Lice’nin son günlerde bir operasyon bölgesi olarak merkeze oturması ve ilçeden gelen endişe verici haberler nedeniyle, tutuklu gazeteciler için ‘Tanıklık Günleri’ kapsamında geldiğimiz Diyarbakır merkezden Lice’ye geçmeyi kararlaştırdık.

Lice’ye bundan önce en son 24 Ağustos 2015 günü yine bir gazeteci grubu olarak gitmiştik. O grupta olan Celal Başlangıç ve Ayşe Yıldırım ile bu Lice yolculuğunda da beraberiz.

Okuyanlar hatırlayacaktır. İktidar ve istihbarat servisleri içinden aldığı stratejik duyumları köşesine taşıyan Abdülkadir Selvi, Hürriyet’te 14 Haziran 2016 tarihli köşesinde ‘PKK’nın yeni Lice yapılanması’ başlığıyla yayınlanan yazısında Lice’yi, ülkenin çeşitli yerlerinde patlatılan bomba yüklü araçların hazırlandığı merkez olarak adlandırmıştı.

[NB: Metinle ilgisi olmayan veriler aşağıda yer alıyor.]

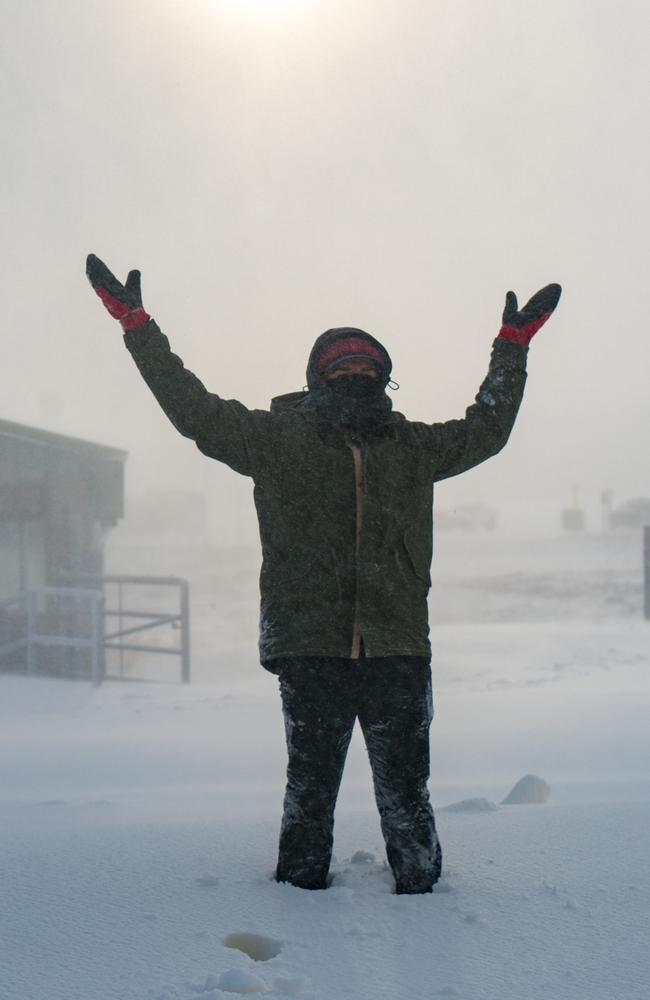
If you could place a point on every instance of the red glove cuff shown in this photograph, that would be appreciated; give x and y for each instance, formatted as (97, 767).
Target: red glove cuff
(131, 319)
(526, 333)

Lice’nin tarihine kısa bir bakış

Güncel gelişmeleri tarihsel bir bağlam içinde okumak bakımından özet bir hatırlatma yapmak anlamlı olabilir.

Şeyh Said İsyanı kapsamında Dicle ele geçirildikten hemen sonra halk ayaklanıp Lice’yi de ele geçirir ve ertesi günün sabahı Şeyh Said Lice’ye girer. O günden sonra isyanın merkezine dönüşen ve Diyarbakır’ın ele geçirilmesi için kilit önem taşıyan Lice’nin halkının tümü isyana katılır. Diyarbakır kuşatması başarılı olamayınca isyan kuvvetleri dağılmaya başlar ve 1 Nisan 1925’te Lice’deki isyan da kanlı bir biçimde bastırılır. Lice için isyandan geriye kalan ise ölen 6.419 kişi, yakılan 30 köy ve 1.284 evdir.

Ve İstiklal Mahkemelerinde idam edilenler içinde Lice doğumluların sayısı 18’dir.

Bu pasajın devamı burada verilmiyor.